Background: Pre-operative identification of reliable predictors of post-operative pain may lead to improved pain management strategies. We investigated the correlation between pre-operative pain, psychometric variables, response to heat stimuli and post-operative pain following a laparoscopic tubal ligation procedure.
Methods: Assessments of anxiety, mood, psychological vulnerability and pre-operative pain were made before surgery using the State-Trait Anxiety Inventory (STAI), the Hospital Anxiety Depression Scale (HADS), a psychological vulnerability test and the Short-Form McGill Pain Questionnaire (SF-MPQ), respectively. Pre-operative assessments of thermal thresholds and pain response to randomized series of heat stimuli (1 s, 44–48 °C) were made with quantitative sensory testing technique. Post-operative pain intensity was evaluated daily by a visual analogue scale during rest and during standardized dynamic conditions for 10 days following surgery. Univariate and multivariate regression analyses were used to construct prediction models.

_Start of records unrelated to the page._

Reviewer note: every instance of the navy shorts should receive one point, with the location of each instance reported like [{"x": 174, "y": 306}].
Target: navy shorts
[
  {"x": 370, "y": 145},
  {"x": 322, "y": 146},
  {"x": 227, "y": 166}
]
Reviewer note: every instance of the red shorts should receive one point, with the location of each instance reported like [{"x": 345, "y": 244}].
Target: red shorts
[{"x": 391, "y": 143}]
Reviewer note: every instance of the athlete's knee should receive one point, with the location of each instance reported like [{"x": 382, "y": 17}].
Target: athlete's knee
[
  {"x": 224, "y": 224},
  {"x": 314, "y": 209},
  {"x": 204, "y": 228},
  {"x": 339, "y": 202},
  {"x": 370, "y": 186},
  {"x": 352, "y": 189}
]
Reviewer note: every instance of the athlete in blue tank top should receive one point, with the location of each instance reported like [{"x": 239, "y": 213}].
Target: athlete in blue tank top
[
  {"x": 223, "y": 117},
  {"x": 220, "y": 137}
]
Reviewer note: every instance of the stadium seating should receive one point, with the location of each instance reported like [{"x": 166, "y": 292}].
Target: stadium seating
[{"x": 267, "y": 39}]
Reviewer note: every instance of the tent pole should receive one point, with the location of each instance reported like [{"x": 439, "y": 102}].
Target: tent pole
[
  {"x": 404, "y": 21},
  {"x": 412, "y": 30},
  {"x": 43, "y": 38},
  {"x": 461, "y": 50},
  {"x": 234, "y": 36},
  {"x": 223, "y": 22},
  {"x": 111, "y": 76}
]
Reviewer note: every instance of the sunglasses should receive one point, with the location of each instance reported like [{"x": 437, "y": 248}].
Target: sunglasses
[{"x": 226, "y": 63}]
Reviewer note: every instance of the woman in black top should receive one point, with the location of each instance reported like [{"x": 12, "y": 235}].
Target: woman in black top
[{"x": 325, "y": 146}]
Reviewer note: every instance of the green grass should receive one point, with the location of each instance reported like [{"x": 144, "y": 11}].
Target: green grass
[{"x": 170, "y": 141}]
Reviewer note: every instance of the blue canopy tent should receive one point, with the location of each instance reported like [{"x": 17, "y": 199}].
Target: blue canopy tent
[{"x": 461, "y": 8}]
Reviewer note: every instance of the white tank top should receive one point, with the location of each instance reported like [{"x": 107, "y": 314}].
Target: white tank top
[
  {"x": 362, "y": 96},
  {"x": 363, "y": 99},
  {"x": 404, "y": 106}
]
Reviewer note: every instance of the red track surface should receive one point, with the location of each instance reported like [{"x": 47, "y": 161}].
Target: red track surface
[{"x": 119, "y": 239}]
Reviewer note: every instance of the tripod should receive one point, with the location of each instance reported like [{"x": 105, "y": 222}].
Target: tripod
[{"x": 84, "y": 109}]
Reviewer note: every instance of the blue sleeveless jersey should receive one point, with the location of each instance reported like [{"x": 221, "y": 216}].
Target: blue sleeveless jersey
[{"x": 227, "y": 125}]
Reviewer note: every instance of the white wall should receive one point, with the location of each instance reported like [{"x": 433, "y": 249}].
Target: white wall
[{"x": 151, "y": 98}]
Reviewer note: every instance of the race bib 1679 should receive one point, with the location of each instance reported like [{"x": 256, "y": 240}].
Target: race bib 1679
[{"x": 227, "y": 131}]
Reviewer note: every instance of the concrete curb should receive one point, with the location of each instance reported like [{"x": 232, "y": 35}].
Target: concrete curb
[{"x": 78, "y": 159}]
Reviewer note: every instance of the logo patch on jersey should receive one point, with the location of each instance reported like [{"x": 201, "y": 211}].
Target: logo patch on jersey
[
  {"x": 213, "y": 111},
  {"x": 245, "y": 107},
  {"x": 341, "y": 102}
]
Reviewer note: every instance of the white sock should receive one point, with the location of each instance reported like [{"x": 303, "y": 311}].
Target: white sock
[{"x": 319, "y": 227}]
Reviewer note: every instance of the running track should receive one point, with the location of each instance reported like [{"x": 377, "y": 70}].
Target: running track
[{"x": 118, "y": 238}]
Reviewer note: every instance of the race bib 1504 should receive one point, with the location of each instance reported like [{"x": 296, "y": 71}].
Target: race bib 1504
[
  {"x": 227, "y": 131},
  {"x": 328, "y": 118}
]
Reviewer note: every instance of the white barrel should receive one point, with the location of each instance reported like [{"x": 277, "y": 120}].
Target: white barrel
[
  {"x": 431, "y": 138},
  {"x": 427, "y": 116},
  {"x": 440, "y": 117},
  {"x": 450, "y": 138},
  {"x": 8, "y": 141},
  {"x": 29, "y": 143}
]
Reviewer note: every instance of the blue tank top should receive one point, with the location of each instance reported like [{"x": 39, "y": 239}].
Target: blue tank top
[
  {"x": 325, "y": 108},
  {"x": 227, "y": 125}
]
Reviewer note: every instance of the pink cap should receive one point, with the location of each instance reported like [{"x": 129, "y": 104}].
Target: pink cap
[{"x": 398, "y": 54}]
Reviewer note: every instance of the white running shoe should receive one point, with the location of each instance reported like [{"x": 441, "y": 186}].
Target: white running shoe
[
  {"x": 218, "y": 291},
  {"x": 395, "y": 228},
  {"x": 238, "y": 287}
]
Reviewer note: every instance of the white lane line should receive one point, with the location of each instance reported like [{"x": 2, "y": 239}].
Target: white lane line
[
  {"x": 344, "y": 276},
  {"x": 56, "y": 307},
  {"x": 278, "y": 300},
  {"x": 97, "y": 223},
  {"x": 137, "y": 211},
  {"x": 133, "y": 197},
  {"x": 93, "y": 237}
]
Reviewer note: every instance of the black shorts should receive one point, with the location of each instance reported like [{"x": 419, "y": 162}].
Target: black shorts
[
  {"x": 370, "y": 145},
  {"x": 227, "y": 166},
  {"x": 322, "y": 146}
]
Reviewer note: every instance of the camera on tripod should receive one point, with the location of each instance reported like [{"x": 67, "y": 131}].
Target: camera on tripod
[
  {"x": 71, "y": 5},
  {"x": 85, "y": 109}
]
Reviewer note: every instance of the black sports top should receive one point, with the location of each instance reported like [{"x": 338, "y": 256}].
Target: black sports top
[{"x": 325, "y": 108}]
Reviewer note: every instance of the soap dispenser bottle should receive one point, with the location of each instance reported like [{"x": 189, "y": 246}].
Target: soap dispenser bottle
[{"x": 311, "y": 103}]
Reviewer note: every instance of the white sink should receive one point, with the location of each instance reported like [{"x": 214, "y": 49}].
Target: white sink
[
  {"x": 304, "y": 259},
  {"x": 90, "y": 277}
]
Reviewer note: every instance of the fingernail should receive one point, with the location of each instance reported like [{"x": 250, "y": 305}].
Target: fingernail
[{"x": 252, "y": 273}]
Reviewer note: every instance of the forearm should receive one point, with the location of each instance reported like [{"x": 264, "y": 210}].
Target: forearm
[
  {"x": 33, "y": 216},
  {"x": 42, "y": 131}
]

Results: Fifty-nine patients completed the study. Post-operative pain was significantly correlated with pre-operative pain (SF-MPQ), heat pain perception, psychological vulnerability, STAI and HADS. In the multiple regression model pre-operative pain and heat pain perception were significant predictive factors (R=0.537–0.609).
Conclusion: The study indicates that pre-surgical pain and heat pain sensitivity are important pre-operative indicators of post-operative pain intensity, while psychological factors like vulnerability and anxiety seem to contribute to a lesser degree after laparoscopic tubal ligation. The prediction model accounted for 29–43% of the total variance in post-operative movement-related pain.